We are using and want to be able to use t3.small’s for the bulk of the cluster. Most of our stuff fits in a small memory budget just fine. We have some large render jobs that need 4+ GB of memory though. We are coming from Heroku where we are able to define that just the render service runs on the performance dynos that have plenty of memory available.
I tried setting up a t3.large on the cluster. I manually created a t3.large using one of the existing instances as a template from the AWS console. Convox appears to have picked up the instance. We ran into some challenges:
- Convox doesn’t know anything about it’s memory and displays blanks for most of the stats when you use
convox instances
- Auto scaling is completely broken. When we have the instance in the cluster sometimes the auto scaler will just go crazy and start adding new instances infinitely until it runs into the AWS limit. We had to just turn it off completely but would like to still use it.

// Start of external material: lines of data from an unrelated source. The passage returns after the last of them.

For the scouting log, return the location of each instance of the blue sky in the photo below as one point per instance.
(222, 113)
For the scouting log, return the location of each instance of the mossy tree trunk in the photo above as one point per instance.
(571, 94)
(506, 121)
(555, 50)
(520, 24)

- We can’t get other services to stay off of the t3.large so that the high memory service always can go on it. We were able to mostly work around this by setting the service’s prop
singleton: true
so that it didn’t try to do rolling deployments. Now most of the time it deletes the service and re-creates it on the same instance during deploys. This doesn’t always work though and causes the deployment to get stuck for hours before it finally rolls back.
My questions are mostly around how to better handle this type of stuff. I didn’t see anything in the docs but it would be nice to be able to:
- Mix and match instance sizes with auto scaling
- Be able to set an affinity to a specific instance size for a service
Does anyone have any suggestions about how to handle high memory services needing to run in the same cluster as services that fit fine into smaller instances? I don’t really want to go to using t3.large’s across the board because it will quadruple my costs for similar performance levels just to get around this one issue.
PS t3.large = 2 CPU x 8GB and t3.small = 2 CPU x 2GB. My render service can go up to 5GB for large projects.